In a large database of records, synonymous records pose a great problem. Two records referring to the same entity are considered to be synonymous. In the absence of a common identifier, such as a primary key or foreign key, joining such records based on the entities is a tough task. Let's illustrate this with a quick example. Consider the following two records:
Sno | First name | Middle name | Last name | Address | City | State | Zip |
1 | John | NULL | NULL | 312 Delray Ave | Deer Field | FL | 33433 |
2 | John | NULL | Sanders | 312 Delray Beach Ave | Deer Field | FL | 33433 |
Both the records refer to the same entity, one Mr. John. Record linkage refers to an umbrella of algorithms that are designed to solve the exact same problem. Record linkage plays a key role today in various applications such as CRM, Loyalty to name a few. They are an integral part of today's sophisticated business intelligence systems and master data management systems.

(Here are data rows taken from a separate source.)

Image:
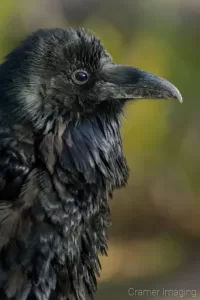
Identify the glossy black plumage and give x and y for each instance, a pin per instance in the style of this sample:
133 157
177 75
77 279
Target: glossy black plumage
60 160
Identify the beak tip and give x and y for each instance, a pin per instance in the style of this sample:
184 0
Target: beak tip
178 96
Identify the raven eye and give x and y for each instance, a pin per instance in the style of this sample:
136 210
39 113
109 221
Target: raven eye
80 77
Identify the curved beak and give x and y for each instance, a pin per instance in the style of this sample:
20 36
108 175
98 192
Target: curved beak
131 83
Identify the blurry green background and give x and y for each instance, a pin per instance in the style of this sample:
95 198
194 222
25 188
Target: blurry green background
155 238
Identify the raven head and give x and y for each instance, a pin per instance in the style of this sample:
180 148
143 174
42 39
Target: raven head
69 70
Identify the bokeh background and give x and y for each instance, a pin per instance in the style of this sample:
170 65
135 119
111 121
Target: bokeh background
155 238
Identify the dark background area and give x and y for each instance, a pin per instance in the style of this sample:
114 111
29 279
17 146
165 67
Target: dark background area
155 238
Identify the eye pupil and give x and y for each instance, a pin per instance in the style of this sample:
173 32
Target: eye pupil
81 76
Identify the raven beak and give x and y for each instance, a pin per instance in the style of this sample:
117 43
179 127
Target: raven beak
128 83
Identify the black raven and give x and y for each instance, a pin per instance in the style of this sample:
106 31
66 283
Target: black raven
60 160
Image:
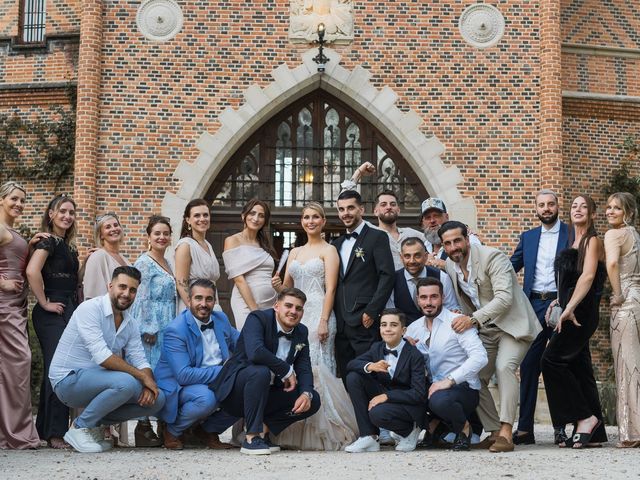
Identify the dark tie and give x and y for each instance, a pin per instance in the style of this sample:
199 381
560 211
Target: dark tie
204 326
288 336
386 352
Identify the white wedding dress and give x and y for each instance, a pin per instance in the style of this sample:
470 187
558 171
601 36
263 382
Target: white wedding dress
334 425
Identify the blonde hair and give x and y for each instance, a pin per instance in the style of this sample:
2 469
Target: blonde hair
316 207
7 187
100 220
47 224
629 206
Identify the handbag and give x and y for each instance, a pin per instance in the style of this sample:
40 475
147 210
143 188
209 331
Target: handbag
554 316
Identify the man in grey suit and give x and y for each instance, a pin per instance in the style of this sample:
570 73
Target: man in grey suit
493 302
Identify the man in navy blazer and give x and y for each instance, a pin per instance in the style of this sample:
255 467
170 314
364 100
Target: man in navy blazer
536 253
196 344
388 388
268 380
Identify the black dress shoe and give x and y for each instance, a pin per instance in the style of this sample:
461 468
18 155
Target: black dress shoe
524 439
560 436
462 443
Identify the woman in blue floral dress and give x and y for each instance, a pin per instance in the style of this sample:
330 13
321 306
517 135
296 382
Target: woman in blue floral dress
155 305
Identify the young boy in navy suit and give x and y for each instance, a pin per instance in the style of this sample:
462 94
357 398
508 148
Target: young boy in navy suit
388 388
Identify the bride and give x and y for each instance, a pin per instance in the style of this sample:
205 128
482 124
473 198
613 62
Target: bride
313 268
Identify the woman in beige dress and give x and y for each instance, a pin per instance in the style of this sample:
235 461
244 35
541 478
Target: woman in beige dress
313 268
622 248
195 257
249 261
108 236
17 429
100 265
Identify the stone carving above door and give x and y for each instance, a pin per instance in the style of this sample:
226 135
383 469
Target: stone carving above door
337 16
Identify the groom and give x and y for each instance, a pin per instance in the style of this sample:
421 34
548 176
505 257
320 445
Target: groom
364 284
268 380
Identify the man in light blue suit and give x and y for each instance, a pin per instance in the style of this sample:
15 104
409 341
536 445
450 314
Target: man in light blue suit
536 253
196 345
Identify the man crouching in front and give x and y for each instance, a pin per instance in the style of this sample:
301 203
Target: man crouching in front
91 370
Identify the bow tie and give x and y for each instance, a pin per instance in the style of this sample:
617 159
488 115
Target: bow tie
288 336
386 351
204 326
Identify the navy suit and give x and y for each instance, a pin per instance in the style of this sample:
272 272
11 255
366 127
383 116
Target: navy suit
183 379
406 391
244 384
525 256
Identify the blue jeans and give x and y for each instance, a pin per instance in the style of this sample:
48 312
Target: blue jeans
107 396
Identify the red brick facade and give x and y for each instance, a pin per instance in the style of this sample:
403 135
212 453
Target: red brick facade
509 116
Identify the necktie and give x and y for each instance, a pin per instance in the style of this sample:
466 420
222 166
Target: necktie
415 281
386 351
203 327
288 336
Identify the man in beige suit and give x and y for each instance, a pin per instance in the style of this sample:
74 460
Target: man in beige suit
493 302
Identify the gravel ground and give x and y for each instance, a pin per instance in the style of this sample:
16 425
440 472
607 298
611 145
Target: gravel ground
540 461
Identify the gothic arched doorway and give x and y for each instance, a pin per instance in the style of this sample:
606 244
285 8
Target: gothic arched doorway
301 154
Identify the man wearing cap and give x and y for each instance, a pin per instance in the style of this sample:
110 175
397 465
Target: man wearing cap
434 214
536 252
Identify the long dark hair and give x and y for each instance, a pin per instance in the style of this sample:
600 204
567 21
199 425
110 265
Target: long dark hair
590 233
264 239
196 202
46 224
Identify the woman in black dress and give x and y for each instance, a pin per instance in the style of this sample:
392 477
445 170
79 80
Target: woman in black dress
566 363
53 276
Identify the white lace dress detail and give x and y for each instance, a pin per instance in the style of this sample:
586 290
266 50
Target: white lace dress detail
334 426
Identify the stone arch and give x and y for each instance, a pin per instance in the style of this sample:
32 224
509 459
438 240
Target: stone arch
354 88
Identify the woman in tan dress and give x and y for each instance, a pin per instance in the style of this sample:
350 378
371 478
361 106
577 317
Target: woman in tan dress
249 260
195 257
622 247
17 429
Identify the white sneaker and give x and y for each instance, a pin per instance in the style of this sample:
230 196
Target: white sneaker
408 443
386 438
98 434
82 440
363 444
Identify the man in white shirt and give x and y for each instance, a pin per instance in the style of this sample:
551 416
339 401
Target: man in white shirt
100 365
493 302
453 362
196 345
536 252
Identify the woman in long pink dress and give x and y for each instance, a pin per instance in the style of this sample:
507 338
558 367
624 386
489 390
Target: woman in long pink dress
17 429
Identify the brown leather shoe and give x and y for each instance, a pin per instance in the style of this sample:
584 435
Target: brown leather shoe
484 444
171 442
210 440
501 445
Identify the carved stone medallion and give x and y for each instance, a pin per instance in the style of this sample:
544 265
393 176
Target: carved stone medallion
481 25
159 20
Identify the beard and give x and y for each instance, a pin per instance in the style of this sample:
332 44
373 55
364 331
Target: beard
431 236
548 220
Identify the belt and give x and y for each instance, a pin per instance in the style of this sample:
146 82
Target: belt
543 295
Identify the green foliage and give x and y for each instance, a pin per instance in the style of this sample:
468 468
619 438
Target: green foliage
52 143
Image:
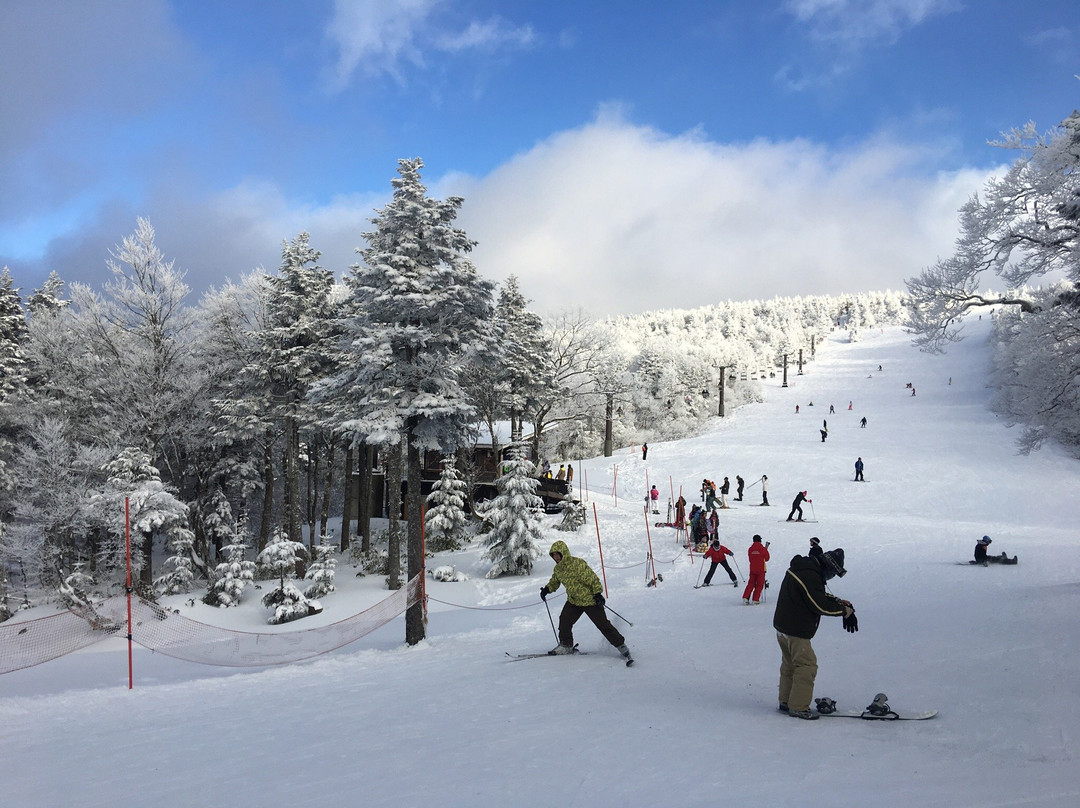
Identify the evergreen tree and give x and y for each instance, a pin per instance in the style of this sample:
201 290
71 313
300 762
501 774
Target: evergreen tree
513 542
445 517
231 577
417 312
280 557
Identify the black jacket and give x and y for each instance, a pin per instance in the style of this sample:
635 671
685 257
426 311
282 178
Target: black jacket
802 600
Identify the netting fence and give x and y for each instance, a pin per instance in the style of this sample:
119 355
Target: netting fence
161 630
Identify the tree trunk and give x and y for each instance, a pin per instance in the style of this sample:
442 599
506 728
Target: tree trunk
349 499
393 466
364 507
414 616
267 515
324 510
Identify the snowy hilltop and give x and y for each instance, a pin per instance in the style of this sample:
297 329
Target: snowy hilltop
454 722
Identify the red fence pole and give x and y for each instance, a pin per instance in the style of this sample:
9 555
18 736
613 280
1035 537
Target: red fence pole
127 542
603 571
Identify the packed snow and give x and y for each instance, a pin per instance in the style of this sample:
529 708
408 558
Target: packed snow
454 722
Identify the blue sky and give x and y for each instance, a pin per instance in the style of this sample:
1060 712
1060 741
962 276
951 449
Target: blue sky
616 157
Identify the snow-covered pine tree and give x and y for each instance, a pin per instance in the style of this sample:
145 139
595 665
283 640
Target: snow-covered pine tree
321 570
153 509
445 519
280 557
180 571
574 513
513 542
229 579
75 590
417 313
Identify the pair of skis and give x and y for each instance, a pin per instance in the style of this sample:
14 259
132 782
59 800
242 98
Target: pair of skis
575 652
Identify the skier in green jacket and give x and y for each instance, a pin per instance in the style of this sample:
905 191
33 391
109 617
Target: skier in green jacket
583 596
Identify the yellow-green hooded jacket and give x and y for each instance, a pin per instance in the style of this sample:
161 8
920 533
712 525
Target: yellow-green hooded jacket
581 582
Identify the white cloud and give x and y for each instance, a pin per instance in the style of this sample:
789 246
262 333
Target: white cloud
379 37
618 218
856 23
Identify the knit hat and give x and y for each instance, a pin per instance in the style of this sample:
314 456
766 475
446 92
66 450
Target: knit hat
832 564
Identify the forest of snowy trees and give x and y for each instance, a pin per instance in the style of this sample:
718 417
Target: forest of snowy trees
248 417
1024 229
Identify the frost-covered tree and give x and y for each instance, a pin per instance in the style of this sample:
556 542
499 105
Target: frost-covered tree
152 511
1026 226
416 314
445 517
514 540
280 557
574 514
229 579
321 570
180 568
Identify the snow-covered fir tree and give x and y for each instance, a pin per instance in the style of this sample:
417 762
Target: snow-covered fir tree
229 579
75 590
574 513
179 564
321 570
445 519
280 557
417 313
514 540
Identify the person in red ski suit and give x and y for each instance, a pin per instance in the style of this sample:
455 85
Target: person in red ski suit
755 582
717 554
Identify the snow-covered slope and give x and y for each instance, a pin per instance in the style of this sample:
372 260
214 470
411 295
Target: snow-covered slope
454 723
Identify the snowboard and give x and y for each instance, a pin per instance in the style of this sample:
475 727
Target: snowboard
889 716
878 710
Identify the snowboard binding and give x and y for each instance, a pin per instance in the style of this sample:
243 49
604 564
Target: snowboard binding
825 707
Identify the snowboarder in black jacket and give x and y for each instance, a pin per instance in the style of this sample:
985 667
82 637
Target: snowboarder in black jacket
800 605
797 506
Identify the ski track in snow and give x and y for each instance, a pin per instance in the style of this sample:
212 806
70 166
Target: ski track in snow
450 723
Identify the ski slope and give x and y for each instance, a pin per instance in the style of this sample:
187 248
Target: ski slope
454 723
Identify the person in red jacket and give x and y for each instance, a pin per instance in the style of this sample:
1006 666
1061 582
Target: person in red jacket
717 553
755 582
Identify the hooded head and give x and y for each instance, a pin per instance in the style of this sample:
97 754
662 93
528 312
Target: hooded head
832 564
561 548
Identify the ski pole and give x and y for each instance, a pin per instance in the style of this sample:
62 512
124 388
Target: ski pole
618 615
552 620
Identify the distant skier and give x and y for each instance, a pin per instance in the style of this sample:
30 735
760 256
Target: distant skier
797 506
758 554
983 557
583 596
800 604
717 554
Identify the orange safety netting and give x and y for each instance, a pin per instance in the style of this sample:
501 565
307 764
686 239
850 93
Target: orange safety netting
161 630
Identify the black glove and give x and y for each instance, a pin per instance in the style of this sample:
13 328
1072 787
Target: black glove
851 623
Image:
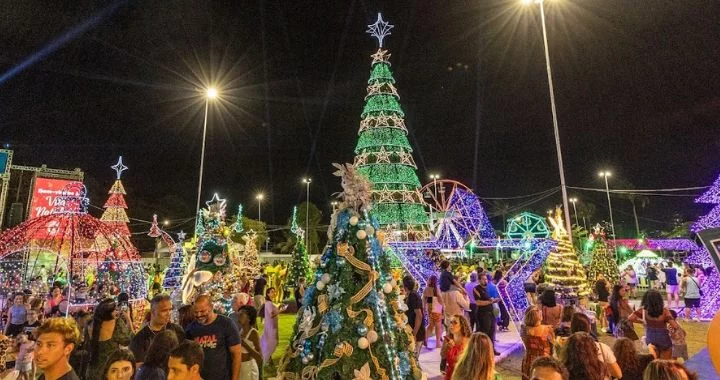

In this chapter, we will cover the following topics:
- Introducing a use case that can be solved by record linkage algorithms
- Demonstrating the use of the R package, RecordLinkage
- Covering stochastic record linkage algorithms
- Implementing machine learning-based record linkage algorithms
- Building an RShiny application
The code for this chapter was written in RStudio Version 0.99.491. It uses R version 3.3.1. As we work through our example we will introduce the R packages RecordLinkage we will be using. During our code description, we will be using some of the output printed in the console. We have included what will be printed in the console immediately following the statement which prints the information to the console, so as to not disturb the flow of the code.